Dr. Smartphone: Medbee - die Diagnose-App für Mediziner

Befundbesprechung und Tipps unter Kollegen: Immer mehr österreichische Mediziner tauschen sich über die Smartphone-App Medbee aus. Erfunden hat Medbee der Wiener Kardiologe Andreas Strouhal.

Andreas Strouhal, Medbee

Andreas Strouhal modernisiert mit Medbee den Informationsaustausch und Diagnoseabgleich im Kollegenkreis.

Greift der Arzt während der Untersuchung zum Smartphone und beginnt zu chatten, sollten Patienten das nicht gleich als unhöflichen Akt interpretieren. Die Wahrscheinlichkeit ist groß, dass er sich mit Kollegen über eine Diagnose austauscht - über Medbee, der App für Mediziner.

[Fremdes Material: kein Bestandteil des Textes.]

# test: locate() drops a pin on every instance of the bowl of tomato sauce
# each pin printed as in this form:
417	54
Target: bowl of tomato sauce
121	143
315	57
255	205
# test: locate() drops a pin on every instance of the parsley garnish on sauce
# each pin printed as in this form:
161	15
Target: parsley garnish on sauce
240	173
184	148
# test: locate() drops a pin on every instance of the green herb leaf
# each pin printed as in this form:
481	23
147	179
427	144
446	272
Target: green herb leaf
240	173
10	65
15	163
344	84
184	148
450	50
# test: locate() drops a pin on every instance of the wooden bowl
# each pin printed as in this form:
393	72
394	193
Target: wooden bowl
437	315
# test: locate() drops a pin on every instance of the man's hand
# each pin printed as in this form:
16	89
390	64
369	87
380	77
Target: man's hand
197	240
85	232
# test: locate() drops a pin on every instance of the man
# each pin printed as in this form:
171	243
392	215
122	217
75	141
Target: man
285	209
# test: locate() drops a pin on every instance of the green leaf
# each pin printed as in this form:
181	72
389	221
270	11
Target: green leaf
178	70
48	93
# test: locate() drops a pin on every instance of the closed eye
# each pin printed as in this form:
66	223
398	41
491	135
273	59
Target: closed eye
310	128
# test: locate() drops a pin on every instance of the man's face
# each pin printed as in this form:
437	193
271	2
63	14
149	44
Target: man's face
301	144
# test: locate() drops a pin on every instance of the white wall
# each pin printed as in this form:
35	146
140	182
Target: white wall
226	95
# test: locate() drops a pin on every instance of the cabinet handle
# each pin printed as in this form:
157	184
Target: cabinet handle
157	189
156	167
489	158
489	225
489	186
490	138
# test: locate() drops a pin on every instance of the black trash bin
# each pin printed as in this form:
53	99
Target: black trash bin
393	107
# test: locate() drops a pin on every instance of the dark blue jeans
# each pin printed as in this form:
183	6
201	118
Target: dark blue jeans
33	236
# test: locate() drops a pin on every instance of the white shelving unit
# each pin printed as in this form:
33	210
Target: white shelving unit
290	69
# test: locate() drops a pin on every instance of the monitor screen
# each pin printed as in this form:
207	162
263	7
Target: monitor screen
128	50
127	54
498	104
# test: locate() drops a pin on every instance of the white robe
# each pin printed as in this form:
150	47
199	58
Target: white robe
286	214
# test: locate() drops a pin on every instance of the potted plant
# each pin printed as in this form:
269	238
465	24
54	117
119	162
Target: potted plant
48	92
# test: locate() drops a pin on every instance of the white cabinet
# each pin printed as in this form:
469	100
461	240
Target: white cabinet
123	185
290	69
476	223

Erfunden hat die App der Wiener Kardiologe Andreas Strouhal, der seit 2017 mit einem kleinen Entwicklerteam und einem zwölfköpfigen Ärztebeirat daran arbeitet. Strouhal über die initiale Idee: "Das Wissen verändert sich in der Medizin rasant. Neben dem Tagesgeschäft ist es oft wirklich schwer, sich permanent am neuesten Stand zu halten."

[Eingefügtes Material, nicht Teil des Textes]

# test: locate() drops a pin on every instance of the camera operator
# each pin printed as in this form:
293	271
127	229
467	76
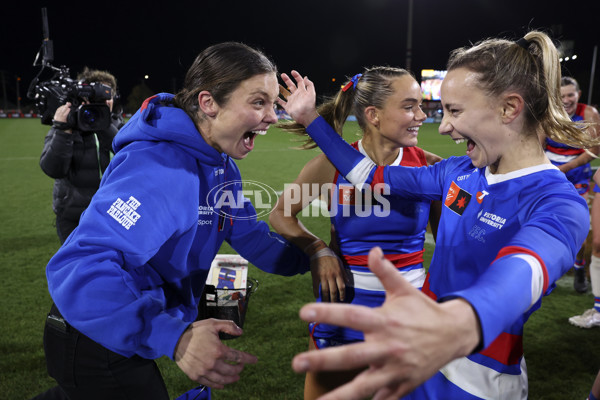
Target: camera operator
77	159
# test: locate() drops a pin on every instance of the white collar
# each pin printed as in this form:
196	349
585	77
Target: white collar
364	153
497	178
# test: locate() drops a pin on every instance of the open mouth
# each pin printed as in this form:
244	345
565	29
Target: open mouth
470	143
249	138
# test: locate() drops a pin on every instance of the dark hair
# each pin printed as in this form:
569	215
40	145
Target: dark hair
94	75
220	69
373	88
534	72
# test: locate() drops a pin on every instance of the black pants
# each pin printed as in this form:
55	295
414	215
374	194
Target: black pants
86	370
64	227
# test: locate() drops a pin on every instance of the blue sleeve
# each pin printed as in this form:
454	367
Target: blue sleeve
101	278
512	287
265	249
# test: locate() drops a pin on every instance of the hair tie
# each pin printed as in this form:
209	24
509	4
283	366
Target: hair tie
353	82
524	43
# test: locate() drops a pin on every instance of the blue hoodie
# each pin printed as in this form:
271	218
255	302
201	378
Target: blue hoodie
132	273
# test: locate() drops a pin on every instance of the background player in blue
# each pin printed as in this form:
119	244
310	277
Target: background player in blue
591	318
127	282
575	162
387	104
511	226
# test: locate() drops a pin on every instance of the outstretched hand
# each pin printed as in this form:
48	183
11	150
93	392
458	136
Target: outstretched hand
205	359
299	98
407	340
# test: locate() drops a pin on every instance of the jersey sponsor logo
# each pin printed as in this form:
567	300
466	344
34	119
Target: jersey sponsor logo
227	198
481	195
124	212
493	220
457	199
346	195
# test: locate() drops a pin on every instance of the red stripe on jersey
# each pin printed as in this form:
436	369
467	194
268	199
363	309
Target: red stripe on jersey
564	151
413	157
510	250
399	260
506	348
377	177
580	110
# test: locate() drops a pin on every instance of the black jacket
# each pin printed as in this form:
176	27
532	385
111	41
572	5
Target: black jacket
76	163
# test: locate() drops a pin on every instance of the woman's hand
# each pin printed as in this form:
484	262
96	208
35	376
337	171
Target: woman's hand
205	359
299	98
329	272
407	340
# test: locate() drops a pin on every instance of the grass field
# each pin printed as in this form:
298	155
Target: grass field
562	360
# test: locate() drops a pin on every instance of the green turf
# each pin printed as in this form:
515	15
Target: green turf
562	360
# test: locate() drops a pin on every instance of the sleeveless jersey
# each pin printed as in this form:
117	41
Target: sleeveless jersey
371	218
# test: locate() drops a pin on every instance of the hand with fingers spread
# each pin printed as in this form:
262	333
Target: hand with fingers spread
205	359
407	340
299	98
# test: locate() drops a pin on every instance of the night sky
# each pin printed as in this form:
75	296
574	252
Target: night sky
324	39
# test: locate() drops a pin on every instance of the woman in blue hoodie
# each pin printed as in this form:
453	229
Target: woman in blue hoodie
127	282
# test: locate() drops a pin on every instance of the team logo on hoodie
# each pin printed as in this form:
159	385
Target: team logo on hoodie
230	198
124	212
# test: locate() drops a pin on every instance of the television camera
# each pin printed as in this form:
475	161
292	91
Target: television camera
89	111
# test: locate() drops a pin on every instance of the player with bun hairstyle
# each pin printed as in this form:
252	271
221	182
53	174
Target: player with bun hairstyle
510	227
574	161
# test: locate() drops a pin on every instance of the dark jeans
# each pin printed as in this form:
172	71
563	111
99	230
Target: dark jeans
86	370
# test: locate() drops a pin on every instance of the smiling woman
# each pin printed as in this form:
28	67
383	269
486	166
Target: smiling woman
510	227
127	282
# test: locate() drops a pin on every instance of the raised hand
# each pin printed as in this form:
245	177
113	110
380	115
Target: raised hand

Mit Medbee helfen sich die Ärzte gegenseitig, teilen ihr Wissen, das sie auf Fortbildungen oder aus Forschungspapieren gewonnen haben. "Sie bilden sogenannte Wissensinseln und bestimmen selbst, mit welchen Kollegen sie ihr Wissen teilen wollen." Fast 5.000 Mediziner, darunter viele Kardiologen, aber auch immer mehr Anästhesisten und Neurologen nutzen die App in Österreich, die nun für einen Markteintritt in Deutschland im zweiten Halbjahr pilotiert wird.

Meinungsaustausch für Mediziner

Zu den beliebtesten Funktionen gehören die Chat-Gruppen. Hier schließen sich teilweise ganze Spitalsabteilungen zusammen, um etwa EKGs zu diskutieren. In der App gibt es auch Pocketcards, das sind jene Karten, die Ärzte meist analog in ihren Kitteltaschen herumtragen. Diese helfen unter anderem bei der richtigen Medikation. Die Karten sind bei Medbee digitalisiert und tagesaktuell. Mittelfristig ist auch geplant, dass das regelmäßige Studium dieser Karten für die Fortbildung anerkannt wird, in Form der sogenannten DFP-Punkte.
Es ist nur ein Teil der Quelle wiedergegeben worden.